Ballot drive targets Michigan law that underpins virus rules
LANSING, Mich. (AP) — A conservative group said Monday it will launch a ballot drive to require legislative approval to extend emergency pandemic orders beyond 28 days — the latest bid to neuter the power of Gov. Gretchen Whitmer’s administration to issue coronavirus restrictions.
The initiative will be organized by Unlock Michigan. Last year, the Republican-affiliated ballot committee successfully gathered voter signatures to repeal a 75-year-old law — later declared unconstitutional — that underpinned the Democratic governor’s rules. After the ruling, her administration kept many limits intact, and eased and tightened them under a 1978 law that gives the state health director broad authority to issue epidemic orders.
The new measure would revise the law — whose origins date to the 1918 flu pandemic — to make such orders unenforceable after 28 days unless the Legislature OKs an extension. Local health officers who impose restrictions would need the blessing of their governing body to go longer than 28 days.

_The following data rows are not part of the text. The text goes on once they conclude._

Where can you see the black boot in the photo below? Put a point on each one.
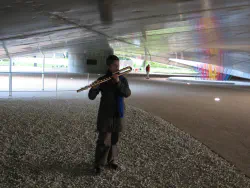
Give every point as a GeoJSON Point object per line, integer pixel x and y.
{"type": "Point", "coordinates": [98, 170]}
{"type": "Point", "coordinates": [113, 166]}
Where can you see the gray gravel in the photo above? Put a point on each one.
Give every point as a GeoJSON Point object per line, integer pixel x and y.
{"type": "Point", "coordinates": [50, 143]}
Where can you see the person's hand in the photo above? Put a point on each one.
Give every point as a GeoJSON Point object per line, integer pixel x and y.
{"type": "Point", "coordinates": [96, 86]}
{"type": "Point", "coordinates": [116, 78]}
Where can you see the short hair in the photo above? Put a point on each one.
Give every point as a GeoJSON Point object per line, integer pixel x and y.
{"type": "Point", "coordinates": [111, 59]}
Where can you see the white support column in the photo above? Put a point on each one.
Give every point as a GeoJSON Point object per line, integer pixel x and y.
{"type": "Point", "coordinates": [43, 71]}
{"type": "Point", "coordinates": [10, 77]}
{"type": "Point", "coordinates": [56, 83]}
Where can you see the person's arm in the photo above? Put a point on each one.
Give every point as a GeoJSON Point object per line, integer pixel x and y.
{"type": "Point", "coordinates": [123, 88]}
{"type": "Point", "coordinates": [93, 92]}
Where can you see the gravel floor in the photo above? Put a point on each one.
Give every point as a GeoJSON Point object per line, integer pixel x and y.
{"type": "Point", "coordinates": [50, 143]}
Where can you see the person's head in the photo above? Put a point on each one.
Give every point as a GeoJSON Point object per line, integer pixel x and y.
{"type": "Point", "coordinates": [113, 63]}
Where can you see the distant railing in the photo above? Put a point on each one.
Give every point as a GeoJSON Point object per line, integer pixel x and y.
{"type": "Point", "coordinates": [43, 82]}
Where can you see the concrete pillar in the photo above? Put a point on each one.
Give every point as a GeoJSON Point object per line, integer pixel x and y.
{"type": "Point", "coordinates": [89, 57]}
{"type": "Point", "coordinates": [10, 77]}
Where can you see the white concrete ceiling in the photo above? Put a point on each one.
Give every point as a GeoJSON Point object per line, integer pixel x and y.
{"type": "Point", "coordinates": [161, 27]}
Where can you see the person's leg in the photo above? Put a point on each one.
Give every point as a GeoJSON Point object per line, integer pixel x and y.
{"type": "Point", "coordinates": [103, 145]}
{"type": "Point", "coordinates": [113, 152]}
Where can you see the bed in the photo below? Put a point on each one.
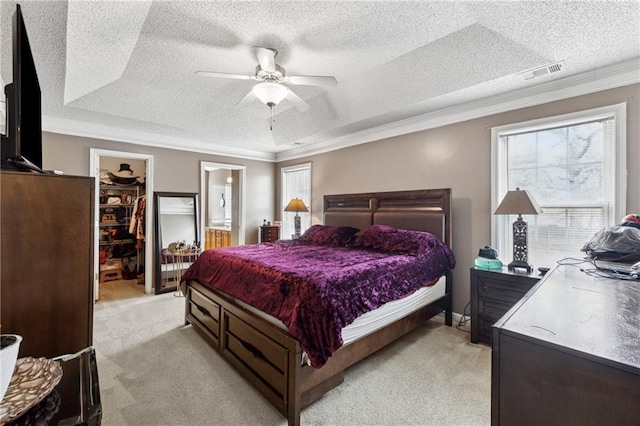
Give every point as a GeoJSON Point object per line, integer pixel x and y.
{"type": "Point", "coordinates": [272, 359]}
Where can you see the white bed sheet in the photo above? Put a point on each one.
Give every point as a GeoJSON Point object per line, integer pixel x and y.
{"type": "Point", "coordinates": [374, 320]}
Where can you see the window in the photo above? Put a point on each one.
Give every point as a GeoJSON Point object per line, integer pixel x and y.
{"type": "Point", "coordinates": [296, 183]}
{"type": "Point", "coordinates": [574, 166]}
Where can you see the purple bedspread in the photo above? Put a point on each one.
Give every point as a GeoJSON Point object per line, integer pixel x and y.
{"type": "Point", "coordinates": [317, 290]}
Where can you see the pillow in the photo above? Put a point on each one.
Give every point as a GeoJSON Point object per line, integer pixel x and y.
{"type": "Point", "coordinates": [392, 240]}
{"type": "Point", "coordinates": [329, 235]}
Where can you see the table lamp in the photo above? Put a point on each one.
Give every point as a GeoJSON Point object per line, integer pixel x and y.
{"type": "Point", "coordinates": [296, 205]}
{"type": "Point", "coordinates": [519, 202]}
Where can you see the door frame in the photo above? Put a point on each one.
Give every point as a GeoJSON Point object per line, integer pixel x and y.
{"type": "Point", "coordinates": [94, 171]}
{"type": "Point", "coordinates": [206, 166]}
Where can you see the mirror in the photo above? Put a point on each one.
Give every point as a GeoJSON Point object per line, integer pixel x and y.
{"type": "Point", "coordinates": [177, 239]}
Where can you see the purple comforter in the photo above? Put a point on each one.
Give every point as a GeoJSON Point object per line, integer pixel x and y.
{"type": "Point", "coordinates": [317, 290]}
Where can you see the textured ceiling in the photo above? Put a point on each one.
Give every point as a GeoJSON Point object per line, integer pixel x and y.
{"type": "Point", "coordinates": [127, 70]}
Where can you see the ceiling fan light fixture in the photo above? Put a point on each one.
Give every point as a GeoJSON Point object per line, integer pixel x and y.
{"type": "Point", "coordinates": [270, 93]}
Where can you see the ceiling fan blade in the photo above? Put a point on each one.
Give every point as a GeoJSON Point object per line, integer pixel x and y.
{"type": "Point", "coordinates": [313, 80]}
{"type": "Point", "coordinates": [266, 58]}
{"type": "Point", "coordinates": [297, 101]}
{"type": "Point", "coordinates": [247, 100]}
{"type": "Point", "coordinates": [224, 75]}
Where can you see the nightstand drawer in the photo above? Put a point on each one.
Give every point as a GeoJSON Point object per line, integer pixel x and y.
{"type": "Point", "coordinates": [493, 293]}
{"type": "Point", "coordinates": [484, 329]}
{"type": "Point", "coordinates": [493, 309]}
{"type": "Point", "coordinates": [506, 291]}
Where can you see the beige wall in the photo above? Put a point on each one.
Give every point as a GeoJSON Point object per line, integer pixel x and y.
{"type": "Point", "coordinates": [457, 156]}
{"type": "Point", "coordinates": [174, 170]}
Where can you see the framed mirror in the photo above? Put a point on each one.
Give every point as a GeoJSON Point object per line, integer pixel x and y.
{"type": "Point", "coordinates": [177, 237]}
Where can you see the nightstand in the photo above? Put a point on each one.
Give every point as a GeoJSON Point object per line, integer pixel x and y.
{"type": "Point", "coordinates": [493, 293]}
{"type": "Point", "coordinates": [269, 234]}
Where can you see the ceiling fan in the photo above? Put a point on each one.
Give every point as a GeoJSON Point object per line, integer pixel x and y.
{"type": "Point", "coordinates": [272, 77]}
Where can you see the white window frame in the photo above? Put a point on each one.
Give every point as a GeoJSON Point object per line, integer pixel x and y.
{"type": "Point", "coordinates": [498, 171]}
{"type": "Point", "coordinates": [304, 217]}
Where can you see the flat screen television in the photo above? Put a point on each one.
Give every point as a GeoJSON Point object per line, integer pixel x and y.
{"type": "Point", "coordinates": [21, 147]}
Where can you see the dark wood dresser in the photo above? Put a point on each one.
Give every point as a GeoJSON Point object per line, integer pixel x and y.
{"type": "Point", "coordinates": [47, 272]}
{"type": "Point", "coordinates": [269, 234]}
{"type": "Point", "coordinates": [493, 293]}
{"type": "Point", "coordinates": [569, 353]}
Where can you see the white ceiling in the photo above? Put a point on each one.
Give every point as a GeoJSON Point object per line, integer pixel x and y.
{"type": "Point", "coordinates": [126, 70]}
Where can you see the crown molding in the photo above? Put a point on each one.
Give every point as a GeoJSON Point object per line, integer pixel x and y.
{"type": "Point", "coordinates": [618, 75]}
{"type": "Point", "coordinates": [98, 131]}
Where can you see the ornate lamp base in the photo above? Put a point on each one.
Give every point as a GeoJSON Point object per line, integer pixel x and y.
{"type": "Point", "coordinates": [520, 251]}
{"type": "Point", "coordinates": [296, 225]}
{"type": "Point", "coordinates": [519, 264]}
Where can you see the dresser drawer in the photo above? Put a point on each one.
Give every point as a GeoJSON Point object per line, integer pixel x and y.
{"type": "Point", "coordinates": [265, 359]}
{"type": "Point", "coordinates": [205, 311]}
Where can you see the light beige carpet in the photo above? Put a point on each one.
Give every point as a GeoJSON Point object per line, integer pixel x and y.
{"type": "Point", "coordinates": [155, 371]}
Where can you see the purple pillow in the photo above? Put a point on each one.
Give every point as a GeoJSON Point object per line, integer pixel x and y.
{"type": "Point", "coordinates": [392, 240]}
{"type": "Point", "coordinates": [329, 235]}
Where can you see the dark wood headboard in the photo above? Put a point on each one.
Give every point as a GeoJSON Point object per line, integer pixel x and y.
{"type": "Point", "coordinates": [420, 210]}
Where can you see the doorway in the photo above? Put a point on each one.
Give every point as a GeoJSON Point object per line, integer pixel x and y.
{"type": "Point", "coordinates": [222, 212]}
{"type": "Point", "coordinates": [123, 243]}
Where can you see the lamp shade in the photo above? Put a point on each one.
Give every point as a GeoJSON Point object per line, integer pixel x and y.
{"type": "Point", "coordinates": [296, 205]}
{"type": "Point", "coordinates": [270, 93]}
{"type": "Point", "coordinates": [518, 202]}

“Neither this governor, nor any future governor, will be allowed to rule by decree in the future,” Unlock Michigan spokesman Fred Wszolek said.
The group on Tuesday will submit the form of its petition to the state elections bureau for review. If it collects roughly 340,000 valid voter signatures, the GOP-led Legislature could pass the initiative instead of letting it go to a public vote. Whitmer could not veto it. She twice has vetoed regular bills that would have added the 28-day provision.
GOP legislators are expected to soon wipe from the books the invalidated gubernatorial emergency powers law that was the backbone of her orders for seven months, after the Supreme Court unanimously ordered the state elections board to certify that initiative. Whitmer has said COVID-19 restrictions are needed to slow the spread and have likely saved thousands of lives.
“This bill would create a 28-day limit on epidemic orders. Unfortunately, epidemics are not limited to 28 days,” she wrote in a veto letter in March. “We should not so limit our ability to respond to them.”
Michigan’s outdoor gathering caps ended June 1 amid vaccinations and much lower infection rates. Indoor capacity limits will go away July 1, as will most mask requirements.
The seven-day average of new infections was 244 on Monday, the lowest rate in nearly a year. COVID-19 hospitalizations were last this low in September.